Перед неотвратимостью смерти в памяти воскресает все хорошее, что было в моей жизни: мать с ее голубыми глазами; отец, державший меня на одном колене, а талмуд на другом, учивший меня тому, что я давно забыл, но с чем все еще живу. Отчим, здоровый и сильный, крепкий, как истоптанные лошадьми носы его ботинок, белеющие, похожие на колючую проволоку шрамы на его смуглых волосатых руках, человек, учивший меня, как чего-то добиться в этой новой стране. Сильвия, отдавшая мне всю себя до того, как уже нечего было отдавать. Алекс, терзаемый болью Вьетнама. Ким, кроткая сестра, верившая в великодушие Бога. Андрей, который «никого бы никогда не отправил в тюрьму», который не знал, где могила его отца. Грустный полковник в Оране, который хотел подарить мне свою лучшую рубашку и, когда я отказался от нее, подарил мне свободу. Мария, сестра милосердия, которую я увел на смерть в ее восемнадцать. Мой брат Пол, томящийся сейчас в какой-то грязной камере пыток в руках белых, убивших его любимую женщину и сделавших нашу страну такой, какая она есть".

Почувствовав, как кто-то толкнул его, он поднял глаза. Перед ним стоял Морт.

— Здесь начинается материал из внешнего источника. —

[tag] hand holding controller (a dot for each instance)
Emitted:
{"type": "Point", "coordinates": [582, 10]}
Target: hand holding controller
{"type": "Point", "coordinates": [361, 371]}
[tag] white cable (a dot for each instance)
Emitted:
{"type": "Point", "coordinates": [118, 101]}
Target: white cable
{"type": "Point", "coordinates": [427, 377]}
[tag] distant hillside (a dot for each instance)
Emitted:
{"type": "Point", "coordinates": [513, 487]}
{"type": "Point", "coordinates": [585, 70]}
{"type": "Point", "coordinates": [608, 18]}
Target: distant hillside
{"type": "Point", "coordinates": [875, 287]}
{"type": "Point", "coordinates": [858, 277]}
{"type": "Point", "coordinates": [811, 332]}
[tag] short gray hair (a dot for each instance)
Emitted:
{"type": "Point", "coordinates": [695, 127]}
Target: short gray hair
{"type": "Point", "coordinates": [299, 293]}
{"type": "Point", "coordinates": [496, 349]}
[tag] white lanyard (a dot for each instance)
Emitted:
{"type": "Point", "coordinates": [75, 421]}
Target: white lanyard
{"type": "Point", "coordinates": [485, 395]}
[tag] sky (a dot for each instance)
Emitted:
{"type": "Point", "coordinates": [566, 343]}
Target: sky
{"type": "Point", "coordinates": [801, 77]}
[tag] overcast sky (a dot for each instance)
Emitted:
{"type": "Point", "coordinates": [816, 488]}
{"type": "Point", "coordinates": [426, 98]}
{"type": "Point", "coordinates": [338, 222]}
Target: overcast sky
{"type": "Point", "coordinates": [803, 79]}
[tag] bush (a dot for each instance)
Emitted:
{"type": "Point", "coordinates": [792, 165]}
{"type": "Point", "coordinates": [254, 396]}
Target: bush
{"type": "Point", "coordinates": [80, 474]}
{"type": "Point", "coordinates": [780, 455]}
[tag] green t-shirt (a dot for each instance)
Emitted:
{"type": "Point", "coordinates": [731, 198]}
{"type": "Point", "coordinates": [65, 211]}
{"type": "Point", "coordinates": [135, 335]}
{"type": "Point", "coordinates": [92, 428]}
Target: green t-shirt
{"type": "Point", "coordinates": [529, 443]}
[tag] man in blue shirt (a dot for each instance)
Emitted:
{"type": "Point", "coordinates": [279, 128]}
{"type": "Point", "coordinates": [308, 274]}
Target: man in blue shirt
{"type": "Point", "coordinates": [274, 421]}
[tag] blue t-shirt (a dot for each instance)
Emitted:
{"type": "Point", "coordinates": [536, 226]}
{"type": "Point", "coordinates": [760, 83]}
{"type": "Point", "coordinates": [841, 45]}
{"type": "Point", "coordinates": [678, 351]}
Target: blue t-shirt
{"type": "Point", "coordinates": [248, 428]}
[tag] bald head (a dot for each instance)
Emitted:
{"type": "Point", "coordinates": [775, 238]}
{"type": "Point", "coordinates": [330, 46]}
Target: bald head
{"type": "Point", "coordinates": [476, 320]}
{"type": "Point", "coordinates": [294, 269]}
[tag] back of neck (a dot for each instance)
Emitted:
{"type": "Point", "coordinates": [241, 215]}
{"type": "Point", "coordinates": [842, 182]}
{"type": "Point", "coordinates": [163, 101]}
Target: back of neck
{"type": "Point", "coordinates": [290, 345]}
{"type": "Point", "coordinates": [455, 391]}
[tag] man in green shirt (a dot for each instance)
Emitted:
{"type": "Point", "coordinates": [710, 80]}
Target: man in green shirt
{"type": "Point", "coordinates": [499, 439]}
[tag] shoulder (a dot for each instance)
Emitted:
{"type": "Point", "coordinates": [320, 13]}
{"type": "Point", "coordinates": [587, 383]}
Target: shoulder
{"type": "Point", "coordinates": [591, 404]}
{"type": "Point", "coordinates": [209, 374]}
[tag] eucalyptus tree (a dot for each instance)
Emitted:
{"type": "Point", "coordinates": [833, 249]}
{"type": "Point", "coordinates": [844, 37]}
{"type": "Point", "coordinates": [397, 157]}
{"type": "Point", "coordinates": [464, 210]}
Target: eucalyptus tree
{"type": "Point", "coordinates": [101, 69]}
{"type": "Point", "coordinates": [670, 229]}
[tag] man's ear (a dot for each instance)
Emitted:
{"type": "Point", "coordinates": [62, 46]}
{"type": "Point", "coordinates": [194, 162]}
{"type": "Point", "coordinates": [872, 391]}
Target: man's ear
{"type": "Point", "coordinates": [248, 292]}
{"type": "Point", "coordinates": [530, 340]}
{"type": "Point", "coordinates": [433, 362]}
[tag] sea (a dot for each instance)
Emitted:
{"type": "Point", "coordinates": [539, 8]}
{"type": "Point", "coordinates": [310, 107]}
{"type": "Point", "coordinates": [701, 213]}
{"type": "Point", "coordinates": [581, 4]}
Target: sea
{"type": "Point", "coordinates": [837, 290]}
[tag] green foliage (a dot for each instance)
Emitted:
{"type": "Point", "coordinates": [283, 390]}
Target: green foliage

– Говори. Если тебе есть, что сказать, чтобы облегчить свою участь, мы готовы проявить снисходительность.

– Что вы хотите услышать?

– Поведай нам свою историю – заодно и Пола.

– А может, вы его не взяли.

– Да взяли, взяли. Поэтому ты нам больше не нужен, так ведь, Лу?

– В Капелле он не нужен. Но они хотят знать, кому он проболтался. – Так кому ты это рассказывал? – Морт терпеливо улыбался. – Давай свяжем оборванные концы, ладно?

– Морт, эта бомба будет концом всему, даже тебе. Разве у тебя нет детей? Ни у кого из вас нет детей? – Коэн обвел их глазами. – Что же это, настолько важное, ради чего стоит все уничтожить?

– По-моему, он вошел в роль, Морт, – фыркнул Лу.

– Да, – вздохнул Морт. – Давай поможем ему выйти из нее. – Он подошел к лестнице. – Тим! Твоя очередь!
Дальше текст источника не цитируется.